Anyway, that's how I met Lisa, and in a few months she was maybe my best friend. Not girlfriend. She's hot and all, but we just related more like brother and sister. We could talk about our stuff, any of it, and not feel like the other one was judging. She found out all about Dad and knew how I was feeling about baseball. She'd crack me up sometimes with her opinions about guys, and she shared personal stuff about her family and herself that she wouldn't tell anyone else. After a while, I learned that she wanted to play guitar, so I had started showing her how.
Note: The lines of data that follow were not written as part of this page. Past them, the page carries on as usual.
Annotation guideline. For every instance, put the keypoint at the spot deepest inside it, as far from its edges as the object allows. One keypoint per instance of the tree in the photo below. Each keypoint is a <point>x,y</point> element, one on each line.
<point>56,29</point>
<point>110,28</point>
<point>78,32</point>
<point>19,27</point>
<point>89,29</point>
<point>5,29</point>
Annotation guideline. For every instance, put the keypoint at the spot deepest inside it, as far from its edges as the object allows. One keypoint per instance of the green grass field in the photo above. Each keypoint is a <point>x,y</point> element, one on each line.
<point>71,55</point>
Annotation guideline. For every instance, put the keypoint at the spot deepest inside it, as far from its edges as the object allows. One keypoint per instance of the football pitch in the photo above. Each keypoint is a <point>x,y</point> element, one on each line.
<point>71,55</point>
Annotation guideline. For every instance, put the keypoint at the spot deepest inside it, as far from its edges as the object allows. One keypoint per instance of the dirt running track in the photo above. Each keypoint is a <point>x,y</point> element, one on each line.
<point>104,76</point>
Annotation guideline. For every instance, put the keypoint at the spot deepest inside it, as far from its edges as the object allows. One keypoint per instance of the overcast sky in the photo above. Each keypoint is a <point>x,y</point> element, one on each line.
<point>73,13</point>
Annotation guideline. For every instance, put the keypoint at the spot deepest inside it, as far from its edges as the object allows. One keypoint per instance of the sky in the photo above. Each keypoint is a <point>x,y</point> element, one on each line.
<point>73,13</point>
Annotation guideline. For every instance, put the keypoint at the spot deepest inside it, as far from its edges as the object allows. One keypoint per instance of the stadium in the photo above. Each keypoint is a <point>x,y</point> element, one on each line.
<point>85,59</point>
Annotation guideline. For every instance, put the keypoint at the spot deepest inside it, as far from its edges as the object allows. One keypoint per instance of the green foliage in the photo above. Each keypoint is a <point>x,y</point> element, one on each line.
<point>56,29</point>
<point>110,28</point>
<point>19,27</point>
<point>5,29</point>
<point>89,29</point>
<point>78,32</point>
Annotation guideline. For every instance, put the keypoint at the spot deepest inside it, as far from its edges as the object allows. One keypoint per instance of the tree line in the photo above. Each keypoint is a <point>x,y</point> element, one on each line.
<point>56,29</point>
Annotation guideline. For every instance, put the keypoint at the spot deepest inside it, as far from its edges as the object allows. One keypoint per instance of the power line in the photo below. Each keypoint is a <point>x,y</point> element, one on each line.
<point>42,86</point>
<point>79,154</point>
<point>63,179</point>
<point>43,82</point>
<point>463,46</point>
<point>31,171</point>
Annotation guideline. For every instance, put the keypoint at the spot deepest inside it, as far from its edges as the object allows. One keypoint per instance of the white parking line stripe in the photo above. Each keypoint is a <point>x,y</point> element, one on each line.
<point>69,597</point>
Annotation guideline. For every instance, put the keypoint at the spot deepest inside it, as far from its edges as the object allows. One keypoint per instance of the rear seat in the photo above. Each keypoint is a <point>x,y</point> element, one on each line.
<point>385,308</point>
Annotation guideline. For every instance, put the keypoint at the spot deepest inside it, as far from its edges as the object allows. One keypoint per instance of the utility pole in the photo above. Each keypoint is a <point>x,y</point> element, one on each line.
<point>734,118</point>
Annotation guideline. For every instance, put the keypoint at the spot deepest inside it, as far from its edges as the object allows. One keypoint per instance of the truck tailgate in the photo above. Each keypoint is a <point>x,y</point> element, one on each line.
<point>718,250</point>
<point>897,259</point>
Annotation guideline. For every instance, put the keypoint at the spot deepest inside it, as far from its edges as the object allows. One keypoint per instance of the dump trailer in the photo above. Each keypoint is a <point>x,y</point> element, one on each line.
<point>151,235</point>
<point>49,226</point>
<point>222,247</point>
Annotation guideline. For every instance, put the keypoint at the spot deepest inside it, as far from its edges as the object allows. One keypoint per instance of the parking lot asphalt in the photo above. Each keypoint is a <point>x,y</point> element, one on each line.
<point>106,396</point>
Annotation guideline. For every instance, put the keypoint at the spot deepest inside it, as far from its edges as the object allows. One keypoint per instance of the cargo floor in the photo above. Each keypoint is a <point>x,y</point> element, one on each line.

Anyway, I called her on the night of Father's Day when I couldn't sleep, and I told her everything that had happened. She just listened to the whole story without saying a word.

“Wow,” she said when she was sure I was through. “Your dad is out of control.” She thought for a few seconds. “You know, at least he said he was sorry. He loves you, I'm sure of that.”

“Yeah, but he left here really mad.”

“Do you think he'll make trouble?”

“It depends on whether he calms down. Sometimes after he loses his temper he gets embarrassed. Like the thing at the game this afternoon.”

“I guess you can't do anything about that. How do you feel about being benched?”

“Honestly, I was relieved. Before that I was thinking of just quitting.”

“My granddad likes your coach. And now I like him too. He's willing to take the heat for you.”

“I just hate to cause him trouble.”

“He's being a good coach. Let him do that. Sometimes the best thing you can do for someone is to accept their help, you know?”

She was right. Anyway, right now the ball wasn't in my court. Lisa and I talked a little more before I thanked her and turned in for the night.

 

. . .

The next morning Dad wasn't around. I had breakfast and drove my Lexus to our 9:00 a.m. practice. Everything seemed the same as usual, except neither Coach Harris nor Wash was there.